With referees specialising earlier and having shorter playing careers, Tony Spreadbury, the RFU’s Head of Professional Game Match Officials, is intent on building top officials’ understanding of the players’ rationale so that, in turn, players benefit from more consistent officiating and fans from a more seamless game.

It is all about mutual understanding and Spreadbury recently appointed Rowly Williams who, with over a decade of experience coaching in the Premiership and Europe, to work as a consultant with the RFU’s professional referees both in a group and one to one capacity.Williams now takes part in group reviews and works with individual referees, watching their games and discussing in detail playing patterns and technical aspects, alongside game sense, decision-making and player and match management.

Elements of the game, like the breakdown, bring a variety of potential offences and questions over whether the ball is being played legally or illegally. The player may believethat he’s on his feet and merely competing for the ball, while the referee may determine that he’s not supporting his bodyweight, simply ‘jackaling’ illegally. The player on the ground may believe that he is simply in the process of placing the ball, while the referee may blow up for holding on.

Whether to blow or not to blow the whistle is sometimes a vexed question and game sense is a precious commodity.

Williams has already worked with senior referees within the group, as well as with Sara Cox ahead of her officiating in the Women’s Six Nations.

“For me, the important thing is helping the referees to understand what the players are trying to achieve. Hopefully, this in turn will also help players to understand referees’ processes and decision making,” he says.
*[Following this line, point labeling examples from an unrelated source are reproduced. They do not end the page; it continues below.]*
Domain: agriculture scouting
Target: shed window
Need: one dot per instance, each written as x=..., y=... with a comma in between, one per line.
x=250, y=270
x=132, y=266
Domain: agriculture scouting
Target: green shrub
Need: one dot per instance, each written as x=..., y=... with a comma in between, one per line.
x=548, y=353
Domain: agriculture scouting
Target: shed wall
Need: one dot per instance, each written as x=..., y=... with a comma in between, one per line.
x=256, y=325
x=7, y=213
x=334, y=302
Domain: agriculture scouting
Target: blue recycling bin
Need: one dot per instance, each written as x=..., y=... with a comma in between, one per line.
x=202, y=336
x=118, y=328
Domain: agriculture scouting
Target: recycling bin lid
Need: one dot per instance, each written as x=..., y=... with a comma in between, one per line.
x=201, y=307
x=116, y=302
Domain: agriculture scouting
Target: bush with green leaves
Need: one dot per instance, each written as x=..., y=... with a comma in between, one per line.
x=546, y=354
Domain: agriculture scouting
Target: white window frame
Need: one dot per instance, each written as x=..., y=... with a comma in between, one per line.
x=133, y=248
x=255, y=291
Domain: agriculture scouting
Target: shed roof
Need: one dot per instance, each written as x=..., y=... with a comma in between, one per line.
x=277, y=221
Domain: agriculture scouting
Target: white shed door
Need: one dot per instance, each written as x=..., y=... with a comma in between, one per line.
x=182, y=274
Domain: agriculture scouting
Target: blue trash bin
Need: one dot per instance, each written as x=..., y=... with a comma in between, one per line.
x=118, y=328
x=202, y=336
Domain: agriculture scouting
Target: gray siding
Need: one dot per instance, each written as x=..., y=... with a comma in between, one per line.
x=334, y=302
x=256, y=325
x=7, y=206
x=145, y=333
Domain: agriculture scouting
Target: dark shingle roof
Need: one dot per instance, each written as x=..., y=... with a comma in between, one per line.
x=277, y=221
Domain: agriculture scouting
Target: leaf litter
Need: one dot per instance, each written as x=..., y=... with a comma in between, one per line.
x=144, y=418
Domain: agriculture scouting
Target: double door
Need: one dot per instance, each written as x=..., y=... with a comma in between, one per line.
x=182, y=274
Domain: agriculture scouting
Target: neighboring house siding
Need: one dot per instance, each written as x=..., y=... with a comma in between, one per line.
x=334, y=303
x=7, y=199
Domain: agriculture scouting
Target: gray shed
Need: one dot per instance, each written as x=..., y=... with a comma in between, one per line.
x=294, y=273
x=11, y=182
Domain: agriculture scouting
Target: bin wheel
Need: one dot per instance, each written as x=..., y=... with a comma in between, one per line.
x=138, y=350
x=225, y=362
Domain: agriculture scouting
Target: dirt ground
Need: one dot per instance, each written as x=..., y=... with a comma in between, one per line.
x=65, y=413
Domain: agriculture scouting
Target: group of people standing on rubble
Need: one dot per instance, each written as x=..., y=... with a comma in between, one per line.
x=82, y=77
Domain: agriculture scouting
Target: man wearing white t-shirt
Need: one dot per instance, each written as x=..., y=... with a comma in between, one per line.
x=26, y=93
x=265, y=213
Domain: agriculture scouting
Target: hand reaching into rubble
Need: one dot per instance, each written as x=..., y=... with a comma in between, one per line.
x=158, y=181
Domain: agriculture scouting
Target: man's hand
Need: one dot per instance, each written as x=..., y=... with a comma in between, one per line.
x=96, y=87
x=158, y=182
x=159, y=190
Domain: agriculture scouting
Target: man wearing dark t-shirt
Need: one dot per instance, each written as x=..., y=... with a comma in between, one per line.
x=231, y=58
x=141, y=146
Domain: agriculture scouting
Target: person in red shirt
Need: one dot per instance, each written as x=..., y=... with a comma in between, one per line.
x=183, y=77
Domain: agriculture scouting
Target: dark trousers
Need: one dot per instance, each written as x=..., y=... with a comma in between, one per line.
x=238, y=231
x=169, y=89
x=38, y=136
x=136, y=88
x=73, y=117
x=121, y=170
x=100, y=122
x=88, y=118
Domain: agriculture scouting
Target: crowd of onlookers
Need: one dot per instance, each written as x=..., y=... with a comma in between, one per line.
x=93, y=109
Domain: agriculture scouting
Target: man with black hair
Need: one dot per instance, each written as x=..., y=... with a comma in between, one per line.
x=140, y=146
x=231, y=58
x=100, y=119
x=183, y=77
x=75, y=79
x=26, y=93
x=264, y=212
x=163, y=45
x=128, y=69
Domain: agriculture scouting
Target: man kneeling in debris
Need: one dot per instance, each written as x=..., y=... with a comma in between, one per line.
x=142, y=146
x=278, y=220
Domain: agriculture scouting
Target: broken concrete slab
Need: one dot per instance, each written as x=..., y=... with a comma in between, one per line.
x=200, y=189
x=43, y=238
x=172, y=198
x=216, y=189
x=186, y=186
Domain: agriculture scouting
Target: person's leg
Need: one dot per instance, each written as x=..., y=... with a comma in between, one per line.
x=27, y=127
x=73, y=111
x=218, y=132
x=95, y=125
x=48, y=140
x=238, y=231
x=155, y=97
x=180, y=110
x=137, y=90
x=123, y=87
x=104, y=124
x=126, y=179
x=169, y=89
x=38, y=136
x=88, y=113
“Having a much younger group of highly- qualified officials brings advantages but they may have more experience of refereeing than playing which sometimes leaves gaps in understanding. I’m hoping to help fill those gaps, they’re an open minded and extremely hard working group, which all helps this process” he added.

“With over 20 years of coaching, much of it at Premiership and European Cup level, I have a pretty good understanding of what coaches and teams are trying to achieve. If referees and match officials can see things from the player perspective, and be better able to determine intent, while of course ensuring a fair contest, then it will hopefully help to achieve more coherent and consistent officiating, which is what all players want. Spreaders has an excellent team of referee coaches at his disposal, and I’m pleased to be part of that group adding my own experiences to it.”

Having coached with the likes of Harlequins, Wasps, Bath, The US Eagles and Wigan Warriors, Williams was latterly working across the professional and community game for the RFU to help with the exchange of knowledge between the two. His new role makes him available to all the RFU’s professional officiating team.

Said Tony Spreadbury, “We are pleased to have someone of Rowly’s experience to work within the Professional Game Match Officials team to pass on experience and knowledge of current trends and techniques teams are using. We are also working with the grassroots game to assist aspiring future professional ref’s game understanding in their early days.”